Dinosaur Posted June 6, 2011 Posted June 6, 2011 Participant is beyond NRD (1/1/2004) and there are excess assets in the plan. It is possible to have the the participant make an election (with spousal consent) to pay retroactive monthly payments (back to some date) to use up the excess assets? For example, assume the monthly benefit is $16,666.67 (payable as a life annuity) and the corresponding lump sum is $2,078,000 (maximum). Assume the market value of the plan assets is $2,400,000. Assume he elects the joint and 100% survivor annuity of $14,000 per month, this would result in retroactive payments of 23 months to use up the excess assets (so retroactive to around 7/1/2009). He would continue to receive the joint and 100% survivor annuity benefit and would have the option to receive the benefit in a lump sum at plan termination (sometime at the end of this year, I think). PPA allows for in-service distributions so I'm wondering if it can be retroactive. His accrued benefit will not increase in the future (stuck at highest 3 consecutive years from way back).
SoCalActuary Posted June 6, 2011 Posted June 6, 2011 Your suggested approach was used in a PLR in 2002-2003 period. The IRS then reviewed their 415 rules, and limited the RASD to the maximum 415 benefit annually, not the lump sum. I think you are out of luck on this.
Andy the Actuary Posted June 7, 2011 Posted June 7, 2011 As an aside, the Plan would have to provide for a Retroactive Annuity Start date election. The material provided and the opinions expressed in this post are for general informational purposes only and should not be used or relied upon as the basis for any action or inaction. You should obtain appropriate tax, legal, or other professional advice.
Dinosaur Posted June 10, 2011 Author Posted June 10, 2011 Your suggested approach was used in a PLR in 2002-2003 period. The IRS then reviewed their 415 rules, and limited the RASD to the maximum 415 benefit annually, not the lump sum.I think you are out of luck on this. I am confused (having one of those days). The joint and 100% survivor monthly benefit is the actuarial equivalent of the participants 415 max benefit ($200,000 annually). I want to just have the participant make the election now to start the monthly benefit (retroactive to sometime in 2009) to use up some of the excess assets. I am confused as to why you referenced the lump sum (I showed the lump sum equivalent to show the excess assets). We only want to the pay the actuarial equivalent of the 415 max monthly benefit retroactive. I can see some language of the ASD in Section 417 but not in 415 (yet). Any cite for the new rules.

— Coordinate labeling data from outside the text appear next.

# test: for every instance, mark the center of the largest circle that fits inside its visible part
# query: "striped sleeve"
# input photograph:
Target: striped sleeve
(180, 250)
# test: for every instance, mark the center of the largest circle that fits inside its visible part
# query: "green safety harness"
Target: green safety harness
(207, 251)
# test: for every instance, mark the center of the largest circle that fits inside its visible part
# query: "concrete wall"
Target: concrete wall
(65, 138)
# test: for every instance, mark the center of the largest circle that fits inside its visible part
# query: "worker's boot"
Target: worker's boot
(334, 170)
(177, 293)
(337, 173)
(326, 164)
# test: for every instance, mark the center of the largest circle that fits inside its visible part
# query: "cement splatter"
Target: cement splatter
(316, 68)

SoCalActuary Posted June 10, 2011 Posted June 10, 2011 In taking the retroactive payments, any amount over one year of 415 limit is a reduction in total 415 limits, representing a partial lump sum settlement. Example: Suppose 415 LS at 65 is $2.4m on $195k annual benefit. 3 years retro payments are made for 62-65 period at age 65. $195k x 3 = $585k. Of that total, 390k is retroactive amount in excess of current 415, so treated as a partial lump sum. $390k / 2.4m = 16.25% of total. This becomes roughly $31,688 of annual benefits paid as a lump sum. The remaining 415 limit is now $163,300 annual benefit. That is my interpretation.
Dinosaur Posted June 21, 2011 Author Posted June 21, 2011 In taking the retroactive payments, any amount over one year of 415 limit is a reduction in total 415 limits, representing a partial lump sum settlement.Example: Suppose 415 LS at 65 is $2.4m on $195k annual benefit. 3 years retro payments are made for 62-65 period at age 65. $195k x 3 = $585k. Of that total, 390k is retroactive amount in excess of current 415, so treated as a partial lump sum. $390k / 2.4m = 16.25% of total. This becomes roughly $31,688 of annual benefits paid as a lump sum. The remaining 415 limit is now $163,300 annual benefit. That is my interpretation. Thanks for the information. Very helpful. Assume that the retro payments are paid now in a joint and 100% annuity (retro for no more than 12 months). Can the participant then immediately elect a lump sum now? He is not terminating employment and he is over NRA. Assume plan is not terminating.